Taken while our defences were down.
It’s a throwback to when we lived in caves and real monsters did dwell in the shadows and you would pay with the means to survive if you weren’t, even in slumber, somehow poised and ready, weapon to hand, should a sabre-toothed hedgehog swoop down at you in the night.
Now, as habitats have been taken and claimed, walls have been built with bricks and cement, and we have the power to make light to allow all our senses to see, and much of the natural world has been feared to the Outer Zones, there is nothing in the darkness except a fruit falling from a tree, an ajar window in a breeze, or a television set to low announcing itself.
But our minds have the power to conjure them at will and, as a kind of defence-mechanism, finds security in doing so, and maybe a little enjoyment, too, which is why horrors can leap onto the page of any person with a pen in their hand. How much these monsters take on a life for others depends on the ability of the writer to create a context, a dark corner, in which this creature might feasibly thrive. When this is done well, these things are packaged and sold to thrill our sense for the scary by allowing our imaginations some credence.
However, sometimes, or often, these creatures are not clearly labelled as coming from the mind. They come in our news feeds or are passed from mouth to mouth. Their passing on may not come of ill-will or a desire to misinform, but from a habit to have faith in the source that told the tale. But they’re mostly monsters made on rumour, once given shape in someone else’s darkest hour, then given life upon re-telling as a shared experience. They are built on some other’s myth-making machines, and really have no place in the World of You, except for the fact that we habitually set places for them and all the other characters we share in the stories that we tell one another to build our pictures of the world.
Most always this is harmless – just embroidery to colour life; but we should all be aware the monsters, especially the people we hold dear. So we warn them and we fear them, just so they may never come to harm, from the mythical beasts given life in darkened minds. When really all there is, when you brace and turn on the light, is a hedgehog rearing its kids away from the glare of public gaze; and not a biblical beast summoned forth to slay humankind.

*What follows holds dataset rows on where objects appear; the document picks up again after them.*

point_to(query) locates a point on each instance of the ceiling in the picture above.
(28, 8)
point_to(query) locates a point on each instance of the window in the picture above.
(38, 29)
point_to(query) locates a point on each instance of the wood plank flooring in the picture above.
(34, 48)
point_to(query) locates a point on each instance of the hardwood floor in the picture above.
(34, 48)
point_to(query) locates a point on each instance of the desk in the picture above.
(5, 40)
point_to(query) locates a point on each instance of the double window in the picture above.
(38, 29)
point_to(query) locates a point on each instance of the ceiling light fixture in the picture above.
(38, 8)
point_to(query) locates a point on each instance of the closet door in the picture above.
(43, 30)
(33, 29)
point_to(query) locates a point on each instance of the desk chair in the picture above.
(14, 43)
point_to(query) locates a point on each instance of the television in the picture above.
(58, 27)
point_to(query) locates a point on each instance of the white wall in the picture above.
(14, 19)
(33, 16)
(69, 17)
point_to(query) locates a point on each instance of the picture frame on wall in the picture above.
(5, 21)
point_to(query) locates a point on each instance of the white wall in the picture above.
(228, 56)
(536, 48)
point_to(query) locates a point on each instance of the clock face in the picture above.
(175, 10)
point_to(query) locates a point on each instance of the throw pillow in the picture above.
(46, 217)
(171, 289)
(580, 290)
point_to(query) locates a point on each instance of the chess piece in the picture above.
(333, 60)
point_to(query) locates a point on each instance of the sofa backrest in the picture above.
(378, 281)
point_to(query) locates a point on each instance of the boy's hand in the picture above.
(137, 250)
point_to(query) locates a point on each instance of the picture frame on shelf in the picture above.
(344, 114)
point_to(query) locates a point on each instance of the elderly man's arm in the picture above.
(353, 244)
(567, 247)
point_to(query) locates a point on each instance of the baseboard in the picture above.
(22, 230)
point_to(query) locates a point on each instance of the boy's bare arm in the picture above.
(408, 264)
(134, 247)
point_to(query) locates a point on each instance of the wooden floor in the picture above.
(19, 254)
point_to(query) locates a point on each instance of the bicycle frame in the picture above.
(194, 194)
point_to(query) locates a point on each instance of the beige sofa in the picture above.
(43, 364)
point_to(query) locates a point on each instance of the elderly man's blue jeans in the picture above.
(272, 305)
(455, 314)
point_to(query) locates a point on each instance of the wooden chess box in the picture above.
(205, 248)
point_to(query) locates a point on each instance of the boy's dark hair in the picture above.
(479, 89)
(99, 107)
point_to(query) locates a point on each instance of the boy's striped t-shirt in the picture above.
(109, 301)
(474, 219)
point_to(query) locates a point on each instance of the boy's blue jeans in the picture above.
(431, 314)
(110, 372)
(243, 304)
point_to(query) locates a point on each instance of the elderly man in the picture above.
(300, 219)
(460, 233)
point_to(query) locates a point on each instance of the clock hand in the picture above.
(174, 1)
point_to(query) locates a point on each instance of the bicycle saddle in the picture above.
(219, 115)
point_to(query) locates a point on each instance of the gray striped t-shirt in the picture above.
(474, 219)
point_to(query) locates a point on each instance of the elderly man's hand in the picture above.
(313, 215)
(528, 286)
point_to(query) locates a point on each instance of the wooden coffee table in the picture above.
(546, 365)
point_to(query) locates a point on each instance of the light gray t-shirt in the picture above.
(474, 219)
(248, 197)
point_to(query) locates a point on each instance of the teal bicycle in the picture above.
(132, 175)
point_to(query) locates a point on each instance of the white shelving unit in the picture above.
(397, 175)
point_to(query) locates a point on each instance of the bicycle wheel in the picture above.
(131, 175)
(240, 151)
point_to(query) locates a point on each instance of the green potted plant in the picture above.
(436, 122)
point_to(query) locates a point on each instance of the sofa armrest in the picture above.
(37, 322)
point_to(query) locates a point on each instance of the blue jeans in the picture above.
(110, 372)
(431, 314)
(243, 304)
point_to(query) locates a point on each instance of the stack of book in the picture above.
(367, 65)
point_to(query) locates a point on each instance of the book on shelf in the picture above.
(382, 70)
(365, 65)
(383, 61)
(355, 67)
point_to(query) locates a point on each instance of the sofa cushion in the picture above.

But when these fears take shape, given life and truth in people’s minds, without them shining their own light in the corner to discover the sweetest truth, we risk modifying our behaviour according to myth, allowing another’s darkness to encroach on ours, and limiting a little more light. Until all we see is darkness, of origins now unknown.
Shine the light for yourself and you’ll usually reveal a sweetest truth, and not some other’s monsters. You may not, but at least it would prevent so many of us living in other people’s fears. And with more light being shone, more lightness would prevail: relegating the real scary creatures that exist in this world to the space beneath the line or on the forum pages.